Charles Luther

Personal information
- Full name: Alan Charles Grenville Luther
- Born: 17 September 1880 Kensington, London, England
- Died: 23 June 1961 (aged 80) Staplemead, Curland, Somerset, England
- Batting: Right-handed

Domestic team information
- 1908: Sussex

Career statistics
| Competition | First-class |
| Matches | 17 |
| Runs scored | 383 |
| Batting average | 16.65 |
| 100s/50s | 0/0 |
| Top score | 42 |
| Catches/stumpings | 7/0 |
- Source: Cricinfo, 3 January 2016

= Charles Luther (soldier) =

English cricketer and soldier (1880–1961)

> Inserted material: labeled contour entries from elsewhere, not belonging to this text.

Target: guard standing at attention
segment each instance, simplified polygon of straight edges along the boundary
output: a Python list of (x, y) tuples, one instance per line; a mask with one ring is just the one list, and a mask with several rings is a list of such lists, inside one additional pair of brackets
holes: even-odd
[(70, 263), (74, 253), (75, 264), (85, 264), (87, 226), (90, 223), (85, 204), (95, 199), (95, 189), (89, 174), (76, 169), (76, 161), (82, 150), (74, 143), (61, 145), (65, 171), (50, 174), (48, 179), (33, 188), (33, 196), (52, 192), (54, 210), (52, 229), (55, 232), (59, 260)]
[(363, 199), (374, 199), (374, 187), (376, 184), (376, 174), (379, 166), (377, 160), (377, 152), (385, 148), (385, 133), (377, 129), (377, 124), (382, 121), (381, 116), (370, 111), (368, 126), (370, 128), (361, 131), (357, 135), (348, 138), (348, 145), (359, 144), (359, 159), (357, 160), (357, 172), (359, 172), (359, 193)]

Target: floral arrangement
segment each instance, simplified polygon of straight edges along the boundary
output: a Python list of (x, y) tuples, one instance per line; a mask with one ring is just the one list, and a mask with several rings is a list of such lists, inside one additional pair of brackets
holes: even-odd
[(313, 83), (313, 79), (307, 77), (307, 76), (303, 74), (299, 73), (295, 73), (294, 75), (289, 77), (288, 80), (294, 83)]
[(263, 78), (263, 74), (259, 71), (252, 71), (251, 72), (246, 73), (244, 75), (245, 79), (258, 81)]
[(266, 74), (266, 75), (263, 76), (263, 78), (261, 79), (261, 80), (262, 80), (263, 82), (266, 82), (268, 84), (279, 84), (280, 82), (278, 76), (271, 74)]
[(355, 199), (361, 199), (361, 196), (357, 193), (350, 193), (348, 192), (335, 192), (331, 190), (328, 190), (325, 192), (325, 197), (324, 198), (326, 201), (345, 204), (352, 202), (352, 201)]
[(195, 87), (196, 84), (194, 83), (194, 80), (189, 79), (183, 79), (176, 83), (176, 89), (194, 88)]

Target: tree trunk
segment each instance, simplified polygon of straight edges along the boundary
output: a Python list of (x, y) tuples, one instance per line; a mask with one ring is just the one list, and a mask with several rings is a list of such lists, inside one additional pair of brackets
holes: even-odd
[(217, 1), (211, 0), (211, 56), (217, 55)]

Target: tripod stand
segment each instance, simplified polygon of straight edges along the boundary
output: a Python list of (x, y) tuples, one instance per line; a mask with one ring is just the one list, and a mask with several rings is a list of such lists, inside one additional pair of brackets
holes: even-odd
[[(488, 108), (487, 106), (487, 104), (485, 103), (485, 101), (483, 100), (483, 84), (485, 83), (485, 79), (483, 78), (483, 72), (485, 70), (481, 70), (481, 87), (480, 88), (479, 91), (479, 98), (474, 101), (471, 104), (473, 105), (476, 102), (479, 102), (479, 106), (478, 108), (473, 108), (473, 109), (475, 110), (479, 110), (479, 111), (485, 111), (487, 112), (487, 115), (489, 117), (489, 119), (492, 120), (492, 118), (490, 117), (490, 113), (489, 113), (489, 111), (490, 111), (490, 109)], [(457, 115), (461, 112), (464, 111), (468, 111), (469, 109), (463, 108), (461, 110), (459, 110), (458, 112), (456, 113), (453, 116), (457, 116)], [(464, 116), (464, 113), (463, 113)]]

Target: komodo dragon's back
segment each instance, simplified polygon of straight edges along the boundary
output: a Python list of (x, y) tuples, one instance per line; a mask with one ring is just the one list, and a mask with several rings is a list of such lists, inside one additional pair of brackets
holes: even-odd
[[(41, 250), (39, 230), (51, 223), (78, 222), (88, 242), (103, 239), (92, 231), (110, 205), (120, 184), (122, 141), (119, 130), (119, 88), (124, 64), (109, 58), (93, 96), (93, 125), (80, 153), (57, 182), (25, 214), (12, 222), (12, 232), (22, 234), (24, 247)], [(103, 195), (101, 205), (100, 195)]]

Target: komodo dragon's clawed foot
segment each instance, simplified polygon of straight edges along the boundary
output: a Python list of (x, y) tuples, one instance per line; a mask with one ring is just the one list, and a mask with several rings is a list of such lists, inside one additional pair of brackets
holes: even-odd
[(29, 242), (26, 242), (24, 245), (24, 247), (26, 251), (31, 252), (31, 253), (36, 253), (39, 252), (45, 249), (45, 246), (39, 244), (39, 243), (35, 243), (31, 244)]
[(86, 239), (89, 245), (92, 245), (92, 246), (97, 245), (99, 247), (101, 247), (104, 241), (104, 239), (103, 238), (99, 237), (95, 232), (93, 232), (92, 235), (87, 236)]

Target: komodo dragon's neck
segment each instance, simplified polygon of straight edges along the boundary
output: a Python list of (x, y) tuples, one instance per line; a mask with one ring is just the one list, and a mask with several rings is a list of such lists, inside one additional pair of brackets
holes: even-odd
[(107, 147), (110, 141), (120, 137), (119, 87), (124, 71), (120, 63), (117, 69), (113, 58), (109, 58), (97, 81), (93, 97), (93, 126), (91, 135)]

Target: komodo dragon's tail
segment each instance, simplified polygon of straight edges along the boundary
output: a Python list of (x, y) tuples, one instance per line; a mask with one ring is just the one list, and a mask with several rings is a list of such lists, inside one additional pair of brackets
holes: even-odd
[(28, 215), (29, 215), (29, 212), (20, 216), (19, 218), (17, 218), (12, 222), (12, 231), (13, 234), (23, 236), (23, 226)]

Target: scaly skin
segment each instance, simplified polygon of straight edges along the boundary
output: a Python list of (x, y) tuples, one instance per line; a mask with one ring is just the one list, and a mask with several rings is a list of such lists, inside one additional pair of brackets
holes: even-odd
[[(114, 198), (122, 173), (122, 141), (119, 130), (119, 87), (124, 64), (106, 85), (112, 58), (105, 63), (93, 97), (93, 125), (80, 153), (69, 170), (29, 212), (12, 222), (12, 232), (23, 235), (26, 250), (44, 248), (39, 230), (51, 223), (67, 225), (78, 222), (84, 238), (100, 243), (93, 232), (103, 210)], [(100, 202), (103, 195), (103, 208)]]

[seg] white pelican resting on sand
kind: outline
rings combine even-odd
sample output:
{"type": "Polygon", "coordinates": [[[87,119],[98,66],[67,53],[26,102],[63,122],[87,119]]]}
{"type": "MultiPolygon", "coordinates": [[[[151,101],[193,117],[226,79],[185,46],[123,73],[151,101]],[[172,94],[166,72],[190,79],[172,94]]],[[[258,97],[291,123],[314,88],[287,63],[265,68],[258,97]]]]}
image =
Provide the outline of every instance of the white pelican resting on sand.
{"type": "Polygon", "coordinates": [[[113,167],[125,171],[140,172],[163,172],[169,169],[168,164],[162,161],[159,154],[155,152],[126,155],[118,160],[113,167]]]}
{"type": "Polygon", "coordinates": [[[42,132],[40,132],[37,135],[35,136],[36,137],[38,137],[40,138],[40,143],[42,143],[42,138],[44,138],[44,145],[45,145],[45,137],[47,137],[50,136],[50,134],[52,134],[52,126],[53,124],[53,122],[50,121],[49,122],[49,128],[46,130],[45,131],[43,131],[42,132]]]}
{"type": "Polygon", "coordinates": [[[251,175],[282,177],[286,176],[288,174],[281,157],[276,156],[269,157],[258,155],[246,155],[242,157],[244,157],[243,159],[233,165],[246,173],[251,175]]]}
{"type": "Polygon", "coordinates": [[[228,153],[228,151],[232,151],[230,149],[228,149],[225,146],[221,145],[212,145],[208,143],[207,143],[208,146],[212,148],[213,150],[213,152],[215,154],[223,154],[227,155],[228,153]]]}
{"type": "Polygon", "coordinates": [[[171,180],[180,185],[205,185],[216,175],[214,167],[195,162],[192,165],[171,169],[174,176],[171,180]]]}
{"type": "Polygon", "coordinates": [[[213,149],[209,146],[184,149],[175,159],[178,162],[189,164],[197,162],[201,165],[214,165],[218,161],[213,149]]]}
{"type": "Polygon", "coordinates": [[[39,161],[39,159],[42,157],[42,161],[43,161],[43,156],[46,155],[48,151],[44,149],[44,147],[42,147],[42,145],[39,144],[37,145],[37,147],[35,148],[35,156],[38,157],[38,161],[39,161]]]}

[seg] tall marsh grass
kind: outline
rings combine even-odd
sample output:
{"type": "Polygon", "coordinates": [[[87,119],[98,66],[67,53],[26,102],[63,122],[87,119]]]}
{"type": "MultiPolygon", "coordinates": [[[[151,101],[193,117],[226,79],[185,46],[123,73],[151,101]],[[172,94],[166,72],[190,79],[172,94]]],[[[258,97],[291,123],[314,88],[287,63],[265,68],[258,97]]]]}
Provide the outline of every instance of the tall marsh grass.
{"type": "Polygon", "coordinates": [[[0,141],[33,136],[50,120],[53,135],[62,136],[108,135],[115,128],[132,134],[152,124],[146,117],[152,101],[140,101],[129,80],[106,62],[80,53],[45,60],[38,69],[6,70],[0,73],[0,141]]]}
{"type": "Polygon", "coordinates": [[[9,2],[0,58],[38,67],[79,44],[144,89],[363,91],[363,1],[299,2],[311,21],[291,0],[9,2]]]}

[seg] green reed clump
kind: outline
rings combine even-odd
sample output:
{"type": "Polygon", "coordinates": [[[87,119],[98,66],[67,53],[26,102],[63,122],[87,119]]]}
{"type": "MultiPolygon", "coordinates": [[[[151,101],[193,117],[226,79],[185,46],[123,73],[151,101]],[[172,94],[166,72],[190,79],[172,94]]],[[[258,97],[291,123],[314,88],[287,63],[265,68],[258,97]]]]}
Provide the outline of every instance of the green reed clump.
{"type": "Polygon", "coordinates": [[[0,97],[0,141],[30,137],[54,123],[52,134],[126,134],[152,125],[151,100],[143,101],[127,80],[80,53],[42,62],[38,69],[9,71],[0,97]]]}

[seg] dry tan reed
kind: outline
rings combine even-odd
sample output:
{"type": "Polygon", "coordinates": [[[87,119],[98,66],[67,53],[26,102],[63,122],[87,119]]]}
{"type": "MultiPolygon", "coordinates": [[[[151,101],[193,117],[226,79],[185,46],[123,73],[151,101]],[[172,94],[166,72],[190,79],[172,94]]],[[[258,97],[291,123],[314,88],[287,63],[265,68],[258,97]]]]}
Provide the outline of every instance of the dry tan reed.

Alan Charles Grenville Luther MC (17 September 1880 – 23 June 1961) was an English soldier and cricketer.

==Life and career==
Educated at Rugby, where he appeared in the First XI cricket team in 1897 and 1898, Luther did his military training at Sandhurst. He joined the King's Own Yorkshire Light Infantry, and fought in the Second Boer War. He was promoted to the rank of captain. In August 1914, during the Battle of Le Cateau in the First World War, whilst lying wounded in no-man's-land, Luther was discovered by a German soldier who had lived in England before the war and appreciated the game of cricket; he took Luther to Le Cateau for treatment. Luther remained a prisoner of war until 1918. In 1920, promoted to major, he was awarded the Military Cross for valour at Le Cateau.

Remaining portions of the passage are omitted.